It’s a minor signing and I’ll give it only the attention of a minor signing. But it’s only the second free agent deal of the offseason so far (Andrew Heaney was the first)*, despite all the chatter about the possibility of some early moves, so it still stands out to me.
The Rockies are bringing back back newly-converted reliever Jhoulys Chacin on a one-year deal:
Jhoulys Chacín is returning to the #Rockies on a one-year deal. He first signed with the Rockies back in 2004 and reached 10 years of service time last season
— Danielle Allentuck (@d_allentuck) November 13, 2021
Jhoulys Chacin’s deal with the Rockies is for $1.25 million, per source.
— Mark Feinsand (@Feinsand) November 13, 2021
Chacin, 34, was a long-time effective starter from 2010 to 2018, mostly in Colorado, but in recent years was struggling to succeed in the rotation. So the Rockies converted him to the bullpen last year, and he posted a 4.34 ERA over 64.1 IP (9% better than league average after park adjustment), and a 4.63 FIP (4% worse than league average). Perfectly solid performance, and as a long-time Rockie, I imagine there was some comfort there that dictated an early offseason move.
That said, this tier of reliever tends not to get a guarantee like that, even only a bit over a million. Good for Chacin, and I suppose good for the Rockies to retain any successful pitching they can.

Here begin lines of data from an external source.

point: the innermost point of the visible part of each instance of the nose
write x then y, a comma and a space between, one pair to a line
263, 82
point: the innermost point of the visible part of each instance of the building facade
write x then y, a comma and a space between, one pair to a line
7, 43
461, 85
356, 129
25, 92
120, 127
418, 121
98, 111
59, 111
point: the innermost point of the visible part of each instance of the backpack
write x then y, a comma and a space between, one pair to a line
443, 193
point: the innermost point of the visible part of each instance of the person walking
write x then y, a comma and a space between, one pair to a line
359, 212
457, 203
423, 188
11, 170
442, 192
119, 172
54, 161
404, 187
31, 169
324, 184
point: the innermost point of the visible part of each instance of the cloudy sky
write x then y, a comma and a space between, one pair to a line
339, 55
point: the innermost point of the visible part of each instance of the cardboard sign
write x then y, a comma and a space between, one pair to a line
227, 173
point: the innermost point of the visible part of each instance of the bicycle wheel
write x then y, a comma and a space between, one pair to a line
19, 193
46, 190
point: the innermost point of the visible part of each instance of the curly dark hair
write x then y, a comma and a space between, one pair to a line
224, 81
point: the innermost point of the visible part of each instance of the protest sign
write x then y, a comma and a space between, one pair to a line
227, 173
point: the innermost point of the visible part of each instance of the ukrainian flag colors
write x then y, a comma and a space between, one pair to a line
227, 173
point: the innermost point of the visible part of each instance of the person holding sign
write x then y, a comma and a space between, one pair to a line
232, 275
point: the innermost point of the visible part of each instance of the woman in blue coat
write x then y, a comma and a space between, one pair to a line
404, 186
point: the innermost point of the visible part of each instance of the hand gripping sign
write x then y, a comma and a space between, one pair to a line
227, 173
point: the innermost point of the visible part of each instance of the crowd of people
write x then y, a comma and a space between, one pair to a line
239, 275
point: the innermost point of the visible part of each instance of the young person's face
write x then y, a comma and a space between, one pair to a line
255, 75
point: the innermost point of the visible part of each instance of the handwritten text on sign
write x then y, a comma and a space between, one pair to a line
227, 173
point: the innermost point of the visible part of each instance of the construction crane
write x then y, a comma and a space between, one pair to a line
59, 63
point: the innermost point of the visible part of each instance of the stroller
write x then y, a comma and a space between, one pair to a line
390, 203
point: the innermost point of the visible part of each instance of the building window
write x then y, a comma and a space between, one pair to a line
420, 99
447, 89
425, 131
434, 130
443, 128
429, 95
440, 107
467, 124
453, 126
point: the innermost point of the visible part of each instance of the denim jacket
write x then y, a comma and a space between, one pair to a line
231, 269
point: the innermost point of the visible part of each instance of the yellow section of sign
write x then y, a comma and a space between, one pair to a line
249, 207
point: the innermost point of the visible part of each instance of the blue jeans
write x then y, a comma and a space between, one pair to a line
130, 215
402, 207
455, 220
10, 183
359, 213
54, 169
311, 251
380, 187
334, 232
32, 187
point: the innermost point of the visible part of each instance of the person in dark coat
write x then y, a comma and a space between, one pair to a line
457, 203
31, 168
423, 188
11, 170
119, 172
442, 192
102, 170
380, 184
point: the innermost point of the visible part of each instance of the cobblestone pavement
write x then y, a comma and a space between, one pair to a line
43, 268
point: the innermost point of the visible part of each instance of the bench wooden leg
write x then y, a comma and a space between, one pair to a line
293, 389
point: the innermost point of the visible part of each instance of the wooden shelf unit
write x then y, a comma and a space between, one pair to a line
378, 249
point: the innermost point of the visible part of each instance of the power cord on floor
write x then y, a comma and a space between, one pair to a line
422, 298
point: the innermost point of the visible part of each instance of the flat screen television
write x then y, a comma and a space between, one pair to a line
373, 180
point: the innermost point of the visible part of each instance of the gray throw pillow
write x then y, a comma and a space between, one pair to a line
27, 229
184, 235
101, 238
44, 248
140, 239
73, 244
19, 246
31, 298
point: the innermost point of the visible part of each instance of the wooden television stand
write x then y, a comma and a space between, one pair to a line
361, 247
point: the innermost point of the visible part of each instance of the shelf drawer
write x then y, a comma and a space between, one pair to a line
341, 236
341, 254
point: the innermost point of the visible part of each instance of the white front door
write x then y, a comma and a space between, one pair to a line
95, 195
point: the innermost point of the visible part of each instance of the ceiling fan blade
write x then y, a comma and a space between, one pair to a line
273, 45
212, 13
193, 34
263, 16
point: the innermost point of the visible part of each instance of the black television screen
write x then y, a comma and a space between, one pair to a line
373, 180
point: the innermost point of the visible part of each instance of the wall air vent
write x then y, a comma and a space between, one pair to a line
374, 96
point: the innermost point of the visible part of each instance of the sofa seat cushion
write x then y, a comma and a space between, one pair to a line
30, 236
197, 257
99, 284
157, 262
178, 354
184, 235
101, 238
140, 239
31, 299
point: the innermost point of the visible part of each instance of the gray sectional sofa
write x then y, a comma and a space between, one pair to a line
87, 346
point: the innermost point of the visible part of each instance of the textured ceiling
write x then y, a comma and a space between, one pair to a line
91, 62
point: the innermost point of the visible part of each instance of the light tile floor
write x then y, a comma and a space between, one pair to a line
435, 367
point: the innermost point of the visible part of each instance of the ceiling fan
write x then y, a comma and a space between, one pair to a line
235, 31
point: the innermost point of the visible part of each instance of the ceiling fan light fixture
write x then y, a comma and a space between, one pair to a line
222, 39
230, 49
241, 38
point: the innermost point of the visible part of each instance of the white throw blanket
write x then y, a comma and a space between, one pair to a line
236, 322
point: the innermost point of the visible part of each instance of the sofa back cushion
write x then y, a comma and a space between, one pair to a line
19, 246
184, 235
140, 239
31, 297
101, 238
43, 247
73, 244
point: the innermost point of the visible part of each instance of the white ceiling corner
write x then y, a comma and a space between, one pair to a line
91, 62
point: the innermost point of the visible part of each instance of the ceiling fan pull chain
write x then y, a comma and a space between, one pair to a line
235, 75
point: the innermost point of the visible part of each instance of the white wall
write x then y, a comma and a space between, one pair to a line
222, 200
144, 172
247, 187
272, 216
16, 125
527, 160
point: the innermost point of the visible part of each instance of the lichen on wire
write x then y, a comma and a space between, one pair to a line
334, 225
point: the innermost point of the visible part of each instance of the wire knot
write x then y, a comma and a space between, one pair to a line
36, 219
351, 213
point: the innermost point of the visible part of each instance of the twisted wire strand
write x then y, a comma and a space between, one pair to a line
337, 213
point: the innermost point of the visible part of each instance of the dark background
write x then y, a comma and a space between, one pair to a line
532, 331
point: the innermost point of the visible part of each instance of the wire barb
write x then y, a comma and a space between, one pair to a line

Jed Hoyer recently reminded folks that the Cubs are still looking at veteran relievers, even though they will lean heavily on internal options in 2022. I don’t think I’d take too much away from this signing, though, in terms of the cost of older, average-ish relievers. For one thing, again, that Rockies connection is a bit unique. For another thing, the Cubs have shown they can get successful relief performances out of reclaimed veterans on lesser/non-guaranteed deals.
*(I guess you could say third, since the Yankees re-signed lefty Joely Rodriguez, but that came right after declining an option, so it felt more like a directly negotiated decision in tandem with the option decline, as opposed to a guy who reached free agency, looked around, and then re-signed.)